Aus diesem Grund heißt ein Gerichtstermin vor dem Familiengericht auch Gütetermin. Wenn der Gütetermin somit scheitert, sind gemeinsame Kinder anzuhören. Auch werden bereits im Vorfeld das Jugendamt und ein Verfahrensbeistand beteiligt. Der Verfahrensbeistand ist das Sprachrohr des betreffenden Kindes. Durch dieses Konstrukt kann in der Regel davon ausgegangen werden, dass vor den Familiengerichten in Deutschland Niemand benachteiligt wird. 

Ich habe trotzdem schon häufiger erlebt, dass es vor Familiengerichten unfair zugegangen ist. Sei es, dass Familienrichter sich abwertend gegenüber einem Beteiligten geäußert haben, oder die Fragen in einem Tonfall gestellt wurden, die eine Befangenheit zumindest hätten vermuten lassen. Ich sehe in diesen Fällen immer zu, diese Momente klar zu kommunizieren. Dies signalisiert dem jeweiligen Familienrichter oder der jeweiligen Familienrichterin, dass ein Befangenheitsantrag gestellt werden wird, wenn sich der Umgangston beispielsweise nicht ändert. 

Betroffene fühlen sich vor Gericht häufig verraten und sind enttäuscht über richterliche Beschlüsse. Letztlich muss das Familiengericht aber entscheiden und in der Regel ist mindestens einer der betroffenen Elternteile nicht zufrieden mit dem Ausgang des Verfahrens. Wichtig ist jedoch, dass das Kindeswohl gewahrt ist, oder?

Über Sandra Günther

Sandra Günther ist seit 2007 Rechtsanwältin und hat sich in den Bereichen Familienrecht und Strafrecht spezialisiert. Sie wird ferner als TV Rechtsexpertin eingesetzt und ist Mitautorin des Ratgebers „ Wenn Liebe toxisch wird“.  Frau Günther hat ihren Kanzleisitz in Dortmund. In ihrem Podcast „ Familienrecht mit Herz und Verstand“ geht Frau Günther auf familienrechtliche Themen ein. Zuletzt stand sie für das TV „Format Ulrich Wetzel- Das Strafgericht“ vor der Kamera und hat sich ferner zu der Entführung der Familie Block im TV geäußert.

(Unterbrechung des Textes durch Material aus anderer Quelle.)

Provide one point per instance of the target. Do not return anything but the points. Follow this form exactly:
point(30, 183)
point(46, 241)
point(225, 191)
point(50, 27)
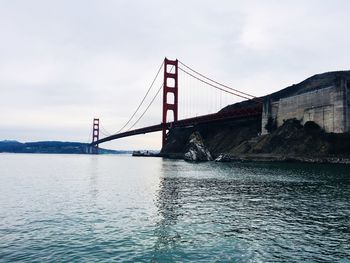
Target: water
point(79, 208)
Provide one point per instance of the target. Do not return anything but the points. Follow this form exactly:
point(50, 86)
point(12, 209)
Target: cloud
point(65, 62)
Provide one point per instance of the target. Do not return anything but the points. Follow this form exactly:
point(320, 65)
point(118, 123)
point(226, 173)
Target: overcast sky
point(64, 62)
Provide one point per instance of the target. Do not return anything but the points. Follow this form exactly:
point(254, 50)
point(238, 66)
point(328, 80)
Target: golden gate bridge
point(170, 104)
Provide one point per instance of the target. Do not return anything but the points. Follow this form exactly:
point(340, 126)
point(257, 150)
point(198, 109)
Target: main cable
point(220, 84)
point(149, 105)
point(214, 86)
point(143, 99)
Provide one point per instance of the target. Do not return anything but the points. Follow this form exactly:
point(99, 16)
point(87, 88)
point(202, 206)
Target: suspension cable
point(218, 83)
point(143, 99)
point(149, 105)
point(216, 87)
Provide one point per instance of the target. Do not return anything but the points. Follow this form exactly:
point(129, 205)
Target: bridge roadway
point(220, 116)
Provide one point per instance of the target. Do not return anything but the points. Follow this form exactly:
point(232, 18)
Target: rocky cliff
point(241, 139)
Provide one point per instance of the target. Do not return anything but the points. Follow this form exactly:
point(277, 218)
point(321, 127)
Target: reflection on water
point(118, 208)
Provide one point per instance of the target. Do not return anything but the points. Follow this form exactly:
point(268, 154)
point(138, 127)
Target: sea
point(118, 208)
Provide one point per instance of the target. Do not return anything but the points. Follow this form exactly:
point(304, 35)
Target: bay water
point(118, 208)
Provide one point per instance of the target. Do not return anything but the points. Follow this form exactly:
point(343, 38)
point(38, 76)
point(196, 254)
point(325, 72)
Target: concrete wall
point(328, 107)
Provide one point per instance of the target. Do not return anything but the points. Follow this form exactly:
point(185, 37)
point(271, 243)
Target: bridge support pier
point(170, 93)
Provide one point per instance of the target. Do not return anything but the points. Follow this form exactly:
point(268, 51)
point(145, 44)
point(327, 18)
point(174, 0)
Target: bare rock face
point(196, 150)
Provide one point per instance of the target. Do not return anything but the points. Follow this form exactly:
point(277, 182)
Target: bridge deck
point(220, 116)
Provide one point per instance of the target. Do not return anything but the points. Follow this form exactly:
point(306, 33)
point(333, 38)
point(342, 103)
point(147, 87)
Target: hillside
point(240, 138)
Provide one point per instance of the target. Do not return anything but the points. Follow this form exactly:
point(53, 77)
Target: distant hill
point(51, 147)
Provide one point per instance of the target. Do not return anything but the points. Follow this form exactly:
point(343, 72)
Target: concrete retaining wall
point(328, 107)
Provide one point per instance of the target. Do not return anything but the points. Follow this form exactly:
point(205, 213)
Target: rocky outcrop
point(196, 150)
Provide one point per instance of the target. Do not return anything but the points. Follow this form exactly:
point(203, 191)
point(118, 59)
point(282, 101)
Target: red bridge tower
point(170, 93)
point(95, 134)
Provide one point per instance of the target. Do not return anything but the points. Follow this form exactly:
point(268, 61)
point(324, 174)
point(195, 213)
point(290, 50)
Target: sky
point(64, 62)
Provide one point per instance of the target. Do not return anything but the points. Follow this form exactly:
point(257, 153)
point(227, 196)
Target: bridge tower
point(170, 87)
point(95, 135)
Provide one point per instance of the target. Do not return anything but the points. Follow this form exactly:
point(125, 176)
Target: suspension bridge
point(173, 72)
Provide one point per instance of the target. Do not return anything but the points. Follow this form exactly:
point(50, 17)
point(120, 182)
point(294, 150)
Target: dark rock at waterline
point(196, 150)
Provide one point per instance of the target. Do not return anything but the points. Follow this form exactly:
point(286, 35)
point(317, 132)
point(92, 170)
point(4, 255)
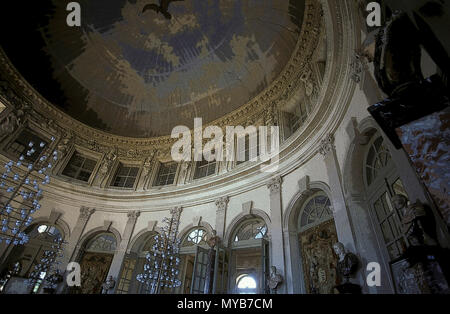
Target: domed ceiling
point(139, 74)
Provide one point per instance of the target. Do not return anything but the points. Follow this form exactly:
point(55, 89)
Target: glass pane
point(379, 210)
point(89, 165)
point(398, 188)
point(387, 232)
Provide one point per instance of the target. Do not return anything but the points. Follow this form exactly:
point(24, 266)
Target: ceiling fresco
point(139, 74)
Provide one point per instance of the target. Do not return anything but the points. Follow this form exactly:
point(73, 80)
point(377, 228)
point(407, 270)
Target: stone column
point(295, 282)
point(71, 246)
point(222, 204)
point(341, 215)
point(119, 255)
point(276, 230)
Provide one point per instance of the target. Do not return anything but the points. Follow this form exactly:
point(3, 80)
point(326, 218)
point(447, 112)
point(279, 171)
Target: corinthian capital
point(274, 185)
point(327, 145)
point(176, 211)
point(86, 212)
point(222, 203)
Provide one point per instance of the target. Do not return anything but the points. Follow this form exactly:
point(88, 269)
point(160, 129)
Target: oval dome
point(139, 74)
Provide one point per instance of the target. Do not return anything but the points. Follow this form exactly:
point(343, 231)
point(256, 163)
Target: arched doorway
point(194, 249)
point(133, 265)
point(95, 261)
point(249, 257)
point(23, 259)
point(317, 234)
point(382, 181)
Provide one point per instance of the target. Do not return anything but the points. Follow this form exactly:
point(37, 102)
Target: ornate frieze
point(222, 203)
point(133, 215)
point(327, 145)
point(85, 213)
point(274, 185)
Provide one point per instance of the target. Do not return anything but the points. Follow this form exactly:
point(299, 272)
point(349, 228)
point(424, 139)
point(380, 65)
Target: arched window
point(95, 261)
point(134, 264)
point(249, 257)
point(317, 234)
point(105, 242)
point(253, 229)
point(317, 209)
point(195, 237)
point(246, 284)
point(382, 183)
point(377, 159)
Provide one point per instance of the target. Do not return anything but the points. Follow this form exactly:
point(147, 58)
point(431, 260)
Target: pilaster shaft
point(276, 230)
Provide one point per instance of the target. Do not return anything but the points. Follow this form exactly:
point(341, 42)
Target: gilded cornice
point(135, 148)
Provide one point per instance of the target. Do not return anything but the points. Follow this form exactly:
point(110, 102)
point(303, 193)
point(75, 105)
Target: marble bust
point(347, 262)
point(108, 284)
point(275, 279)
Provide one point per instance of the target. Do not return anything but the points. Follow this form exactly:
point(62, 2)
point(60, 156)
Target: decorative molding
point(222, 203)
point(247, 208)
point(85, 213)
point(176, 211)
point(274, 185)
point(54, 216)
point(107, 225)
point(152, 225)
point(303, 183)
point(327, 145)
point(196, 221)
point(133, 215)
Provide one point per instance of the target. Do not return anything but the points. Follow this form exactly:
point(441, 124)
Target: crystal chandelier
point(47, 269)
point(20, 191)
point(161, 269)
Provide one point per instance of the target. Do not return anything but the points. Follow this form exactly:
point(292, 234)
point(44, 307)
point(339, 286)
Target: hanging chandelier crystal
point(20, 191)
point(47, 270)
point(162, 267)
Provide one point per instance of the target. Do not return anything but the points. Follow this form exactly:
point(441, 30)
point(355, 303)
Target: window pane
point(166, 174)
point(79, 167)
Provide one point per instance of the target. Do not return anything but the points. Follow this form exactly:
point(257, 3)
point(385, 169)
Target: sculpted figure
point(418, 226)
point(108, 284)
point(108, 162)
point(275, 279)
point(214, 240)
point(347, 262)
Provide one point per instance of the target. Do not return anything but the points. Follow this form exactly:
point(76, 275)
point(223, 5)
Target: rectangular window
point(250, 147)
point(125, 176)
point(80, 167)
point(21, 146)
point(166, 174)
point(205, 169)
point(127, 276)
point(390, 226)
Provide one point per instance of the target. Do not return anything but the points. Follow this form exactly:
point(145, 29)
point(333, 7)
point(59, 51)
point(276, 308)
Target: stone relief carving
point(274, 185)
point(107, 164)
point(11, 122)
point(264, 105)
point(64, 145)
point(327, 145)
point(147, 168)
point(222, 203)
point(133, 215)
point(85, 212)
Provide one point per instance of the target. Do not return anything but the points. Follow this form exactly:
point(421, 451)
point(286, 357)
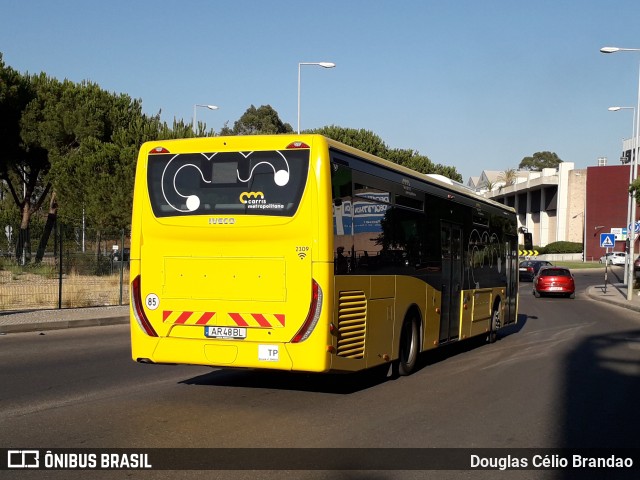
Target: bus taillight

Welche Rolle spielt die Menschlichkeit in der Rolle eines Familienrichters und wie wird sie in schwierigen Fällen wie Eheaus und Trennung gewahrt?

Familienrichter und Familienrichterinnen sind Menschen. Es sind Menschen mit individuellen Charaktereigenschaften, mit Höhen und Tiefen, mit zwischenmenschlichen Problemen und Emotionen. Zwar sollen Richter objektiv sein, aber mal ehrlich: Können wir Menschen überhaupt objektiv sein? Sind wir nicht Alle von unseren subjektiven Wahrnehmungen und Erlebnissen geprägt und geleitet? 

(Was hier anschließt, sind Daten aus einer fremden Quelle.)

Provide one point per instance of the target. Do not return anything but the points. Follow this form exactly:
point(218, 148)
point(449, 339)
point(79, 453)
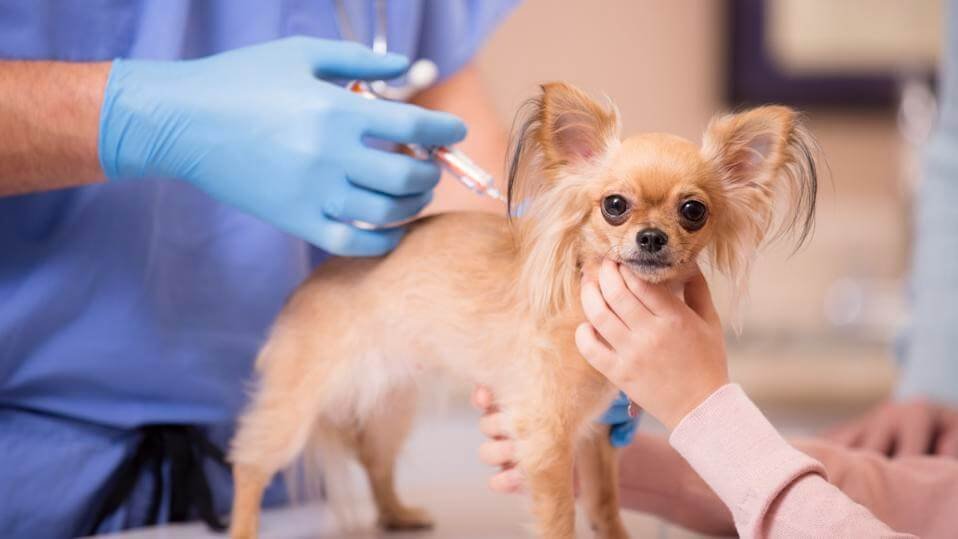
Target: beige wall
point(659, 60)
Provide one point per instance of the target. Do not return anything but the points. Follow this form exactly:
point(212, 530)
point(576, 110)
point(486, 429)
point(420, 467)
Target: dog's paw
point(406, 518)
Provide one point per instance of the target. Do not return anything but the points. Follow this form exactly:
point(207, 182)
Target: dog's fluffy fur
point(495, 300)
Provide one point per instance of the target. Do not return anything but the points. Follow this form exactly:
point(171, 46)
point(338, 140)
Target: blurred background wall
point(819, 325)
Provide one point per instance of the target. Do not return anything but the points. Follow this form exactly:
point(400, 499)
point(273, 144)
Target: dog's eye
point(694, 214)
point(615, 209)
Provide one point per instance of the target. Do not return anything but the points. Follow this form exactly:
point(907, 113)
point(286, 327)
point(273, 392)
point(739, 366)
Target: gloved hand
point(623, 427)
point(259, 128)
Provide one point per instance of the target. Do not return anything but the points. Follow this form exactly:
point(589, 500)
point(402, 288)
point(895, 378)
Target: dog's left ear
point(562, 130)
point(764, 158)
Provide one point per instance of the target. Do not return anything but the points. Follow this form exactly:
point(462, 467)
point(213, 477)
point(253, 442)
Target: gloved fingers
point(409, 124)
point(358, 204)
point(393, 173)
point(350, 60)
point(345, 240)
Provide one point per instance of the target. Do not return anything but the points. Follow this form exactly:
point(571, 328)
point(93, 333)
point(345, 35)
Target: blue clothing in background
point(136, 303)
point(930, 345)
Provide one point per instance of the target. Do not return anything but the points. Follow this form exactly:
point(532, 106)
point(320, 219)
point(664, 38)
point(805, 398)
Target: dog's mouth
point(648, 264)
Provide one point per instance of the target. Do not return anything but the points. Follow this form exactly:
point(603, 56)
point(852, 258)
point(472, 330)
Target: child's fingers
point(618, 296)
point(655, 297)
point(699, 299)
point(594, 350)
point(494, 426)
point(602, 318)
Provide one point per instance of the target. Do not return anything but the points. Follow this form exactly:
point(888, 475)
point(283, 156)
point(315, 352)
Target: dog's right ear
point(561, 130)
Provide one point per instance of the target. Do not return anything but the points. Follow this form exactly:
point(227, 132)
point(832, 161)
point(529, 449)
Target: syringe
point(451, 159)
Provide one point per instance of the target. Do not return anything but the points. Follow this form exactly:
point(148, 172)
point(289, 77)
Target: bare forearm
point(49, 116)
point(654, 478)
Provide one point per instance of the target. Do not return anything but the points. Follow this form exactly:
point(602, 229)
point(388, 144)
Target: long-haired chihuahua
point(494, 300)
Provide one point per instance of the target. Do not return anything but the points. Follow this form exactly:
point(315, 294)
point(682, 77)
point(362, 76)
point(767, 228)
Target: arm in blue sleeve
point(930, 350)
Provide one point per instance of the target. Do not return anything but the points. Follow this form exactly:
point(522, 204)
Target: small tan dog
point(495, 301)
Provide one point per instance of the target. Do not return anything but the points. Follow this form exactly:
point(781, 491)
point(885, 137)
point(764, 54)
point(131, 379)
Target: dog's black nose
point(651, 240)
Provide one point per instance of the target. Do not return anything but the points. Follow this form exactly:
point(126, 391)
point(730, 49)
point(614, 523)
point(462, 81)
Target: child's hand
point(668, 356)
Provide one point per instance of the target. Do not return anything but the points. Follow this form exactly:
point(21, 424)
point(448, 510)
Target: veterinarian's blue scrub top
point(137, 303)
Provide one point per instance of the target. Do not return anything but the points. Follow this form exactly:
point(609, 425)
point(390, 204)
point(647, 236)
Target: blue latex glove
point(259, 128)
point(623, 427)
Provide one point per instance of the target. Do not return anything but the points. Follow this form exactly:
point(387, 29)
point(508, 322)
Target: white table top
point(440, 471)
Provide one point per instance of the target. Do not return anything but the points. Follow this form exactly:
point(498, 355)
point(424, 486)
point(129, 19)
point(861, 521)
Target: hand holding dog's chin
point(666, 354)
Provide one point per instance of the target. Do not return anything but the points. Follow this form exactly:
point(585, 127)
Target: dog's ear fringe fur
point(796, 179)
point(545, 233)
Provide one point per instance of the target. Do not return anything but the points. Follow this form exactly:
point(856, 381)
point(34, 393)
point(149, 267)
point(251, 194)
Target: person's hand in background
point(902, 428)
point(666, 354)
point(259, 128)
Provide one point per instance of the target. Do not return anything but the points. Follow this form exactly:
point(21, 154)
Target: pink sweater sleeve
point(771, 488)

Dies vorweggeschickt sind Familienrichter letztlich Personen, die über jahrelange Erfahrung verfügen und in der Lage sind, die Metaebene einzunehmen. Viele von ihnen sind sogar ausgebildete Mediatoren. Bei einvernehmlichen Scheidungen zum Beispiel ist es unerheblich, ob Familienrichter menschlich sind oder nicht. Es spielen in einer einvernehmlichen Scheidung nur drei Fragen eine Rolle:

  1. Wann wurde geheiratet?
  2. Wann ist die Trennung erfolgt?
  3. Ist die Scheidung immer noch gewünscht? 

Diese drei Fragen lassen sich relativ einfach und wenig emotional von dem zuständigen Familiengericht klären. Anders sieht es dagegen aus, wenn die Beteiligten sich in einem schmutzigen Scheidungskrieg befinden, einschließlich dem Zugewinnausgleich und Sorgerechtsstreit sowie die Klärung von Unterhaltsansprüchen. In diesen Fällen ist es unerlässlich, auf die Betroffenen auch als Familienrichter emotional einzugehen.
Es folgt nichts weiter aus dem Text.